Antonella Mascia, a lawyer who represented some of the people who filed a complaint, stated that it was rare for the court that it was so described in detail by its recommendations in Italy, specifying a two -year period.
After this time, the court stated that it would deal with the issue of financial compensation to those who would claim claims. “But it is not about money, but the verification that there was a violation to change – that is the ghost,” said Mrs. Mascia.
Her colleague in Acera, Valentina Centonze, said Italy must make a priority to find funds to meet the court’s recommendation, from the decontamination of the territory to its monitoring so that the new landfills are not developed. As it is, the garbage is covered on the back roads across the area.

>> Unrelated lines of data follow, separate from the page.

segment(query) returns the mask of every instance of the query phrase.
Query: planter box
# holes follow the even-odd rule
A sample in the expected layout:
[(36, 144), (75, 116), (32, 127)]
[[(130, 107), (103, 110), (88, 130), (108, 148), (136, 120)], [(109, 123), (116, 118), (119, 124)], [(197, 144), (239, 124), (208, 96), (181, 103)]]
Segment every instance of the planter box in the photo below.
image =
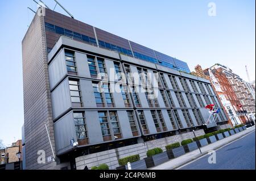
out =
[(198, 149), (197, 144), (196, 141), (183, 146), (185, 153), (188, 153)]
[(222, 134), (224, 136), (224, 137), (225, 137), (225, 138), (230, 136), (230, 134), (229, 134), (229, 132), (228, 131), (222, 133)]
[(212, 136), (209, 137), (207, 138), (207, 141), (208, 141), (208, 143), (209, 144), (212, 144), (216, 141), (217, 141), (216, 137), (215, 136)]
[(229, 134), (230, 134), (230, 136), (231, 136), (231, 135), (233, 135), (236, 133), (233, 129), (231, 129), (230, 131), (229, 131)]
[[(141, 159), (138, 161), (131, 163), (131, 170), (146, 170), (147, 166), (144, 159)], [(125, 166), (126, 170), (128, 170), (128, 166)]]
[(169, 160), (166, 151), (156, 154), (152, 157), (147, 157), (144, 158), (144, 159), (145, 160), (147, 168), (154, 167), (164, 163)]
[(166, 152), (167, 153), (168, 158), (170, 159), (179, 157), (185, 153), (183, 146), (175, 148), (173, 149), (167, 150)]
[(207, 141), (207, 138), (200, 140), (197, 141), (197, 142), (199, 145), (200, 148), (206, 146), (208, 144), (208, 142)]
[(236, 133), (238, 133), (240, 132), (240, 131), (239, 130), (239, 128), (235, 128), (234, 130)]
[(217, 140), (220, 140), (223, 139), (224, 137), (223, 137), (222, 133), (220, 133), (215, 135)]
[(126, 170), (125, 166), (121, 166), (119, 167), (116, 167), (117, 170)]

“If you want to solve the problem, you have to invest in it,” she said.
The court was also obvious that the local population should no longer be held in the dark about what is happening in its territory, for the better or worse.
“There must be transparency about what has not happened and what has to be done,” said local activist of environmental activist Alessandro Cannavaccuolo.
He said he was shocked into the consciousness of pollution when lambs with two heads or two tails or one eye began to be born on a family farm.
In the end, the health authorities ordered the whole flock to be postponed. His uncle, Vincenzo, died within a few weeks of lung cancer that metastasized.
At the beginning of this month, he was invited to meet in Naples Prefecture with various medical authorities, legislators, coercive bodies and environmental activists to deal with court decisions. He said that tangible proposals were insufficient.
“Speak, talk, talk.” Eh, this area has already heard a lot of talk, ”he said.
Attempts to address regional authorities in Kampania were unsuccessful.
Mr. Cannavaccuolo, who is 36 years old, could leave his home region, but decided to stay and fight. “Our roots are here,” he said. “Why leave the country that belongs to us?” People who polished it should leave. ”
Others can’t wait to leave. Maria d’Alise, 18 years old, known to all like Miriam, was only 5 when she was diagnosed with a certain type of brain tumor that It affects about 650 children annually in the European Union. “There were three cases in Acera, a city with 60,000,” said Mrs. Moccia, her mother.
Now there is cancer, but it is still dealing with the consequences of her treatment, Mrs. D’Alise is in high school last year and hopes to become a tattoo artist after graduation. Not in Acera.
“Here I had what I had,” she said, “and I should have children when I grow up, I don’t want them to have the same experience, so I’m leaving.”